Single by The Hollywood Flames
- B-side: "Crazy"
- Released: October 1957
- Genre: Doo wop
- Length: 2:08
- Label: Ebb
- Songwriter(s): John Gray, Bobby Day
- Producer(s): John Dolphin

The Hollywood Flames singles chronology
| "Peggy" (1954) | "Buzz-Buzz-Buzz" (1957) | "Strollin' on the Beach" (1958) |

= Buzz-Buzz-Buzz =

"Buzz-Buzz-Buzz" is a song written by John Gray and Bobby Day and performed by The Hollywood Flames. The lead vocals were by Earl Nelson, and later by Bob & Earl. It reached number 5 on the US R&B chart and number 11 on the Billboard pop chart in 1957.

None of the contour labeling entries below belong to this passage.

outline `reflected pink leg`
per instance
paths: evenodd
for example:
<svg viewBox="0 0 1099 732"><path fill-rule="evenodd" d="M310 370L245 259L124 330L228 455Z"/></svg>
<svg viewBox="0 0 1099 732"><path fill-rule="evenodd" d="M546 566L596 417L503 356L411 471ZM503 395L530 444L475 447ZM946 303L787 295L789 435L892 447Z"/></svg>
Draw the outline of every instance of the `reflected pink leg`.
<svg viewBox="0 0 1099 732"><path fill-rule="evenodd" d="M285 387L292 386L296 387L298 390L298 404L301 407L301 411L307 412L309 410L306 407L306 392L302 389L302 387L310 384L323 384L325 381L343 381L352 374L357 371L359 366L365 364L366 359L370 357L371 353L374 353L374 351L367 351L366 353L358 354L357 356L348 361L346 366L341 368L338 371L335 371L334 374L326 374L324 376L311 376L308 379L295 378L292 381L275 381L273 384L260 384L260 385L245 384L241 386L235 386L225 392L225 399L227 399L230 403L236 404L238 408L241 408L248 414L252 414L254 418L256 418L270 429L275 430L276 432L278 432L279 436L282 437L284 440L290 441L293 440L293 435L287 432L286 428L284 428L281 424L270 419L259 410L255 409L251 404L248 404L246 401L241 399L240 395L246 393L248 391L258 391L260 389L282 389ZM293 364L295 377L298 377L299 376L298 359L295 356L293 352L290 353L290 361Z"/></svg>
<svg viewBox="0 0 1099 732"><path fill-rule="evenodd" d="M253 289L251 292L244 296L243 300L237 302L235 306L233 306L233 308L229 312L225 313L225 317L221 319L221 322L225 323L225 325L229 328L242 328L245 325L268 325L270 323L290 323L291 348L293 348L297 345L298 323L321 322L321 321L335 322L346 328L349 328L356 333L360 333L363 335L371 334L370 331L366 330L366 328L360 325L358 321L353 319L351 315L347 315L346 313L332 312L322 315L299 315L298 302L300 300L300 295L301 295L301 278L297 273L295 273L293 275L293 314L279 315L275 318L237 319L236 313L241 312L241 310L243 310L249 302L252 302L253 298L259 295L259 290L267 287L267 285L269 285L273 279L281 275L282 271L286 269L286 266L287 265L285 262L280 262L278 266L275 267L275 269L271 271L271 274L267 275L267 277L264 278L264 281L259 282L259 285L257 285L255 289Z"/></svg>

The single ranked 94th on Billboard's Year-End Hot 100 singles of 1958.

==Other versions==
- Rusty Draper released a version of the song as the B-side to his 1957 single, "I Get the Blues When It Rains". It reached #21 in Canada.
- Frankie Lymon released a version of the song as the B-side to his 1960 single, "Waitin' in School".
- Bobby Day later released his own version as the B-side to his 1963 single, "Pretty Little Girl Next Door".
- Rocky Roberts and the Airedales released a version of the song as a single in 1967.
- Shakin' Stevens and the Sunsets released a version of the song on his 1973 album, Shakin' Stevens & Sunsets.
- Jonathan Richman & the Modern Lovers released a version of the song as a single in 1978 in the United Kingdom.
- The Blasters released a version of the song on their 1980 album, American Music.
- Huey Lewis and the News released a version of the song on their 1982 album, Picture This.
- The Beach Boys performed the song live during 1984.
- Los Lobos with Lalo Guerrero released a version of the song on their 1995 album, Papa's Dream.
- Collage released a version of the song on their 1999 album, Chapter II 1999.
- The Refreshments released a version of the song on their 2008 album, Jukebox - Refreshing Classics.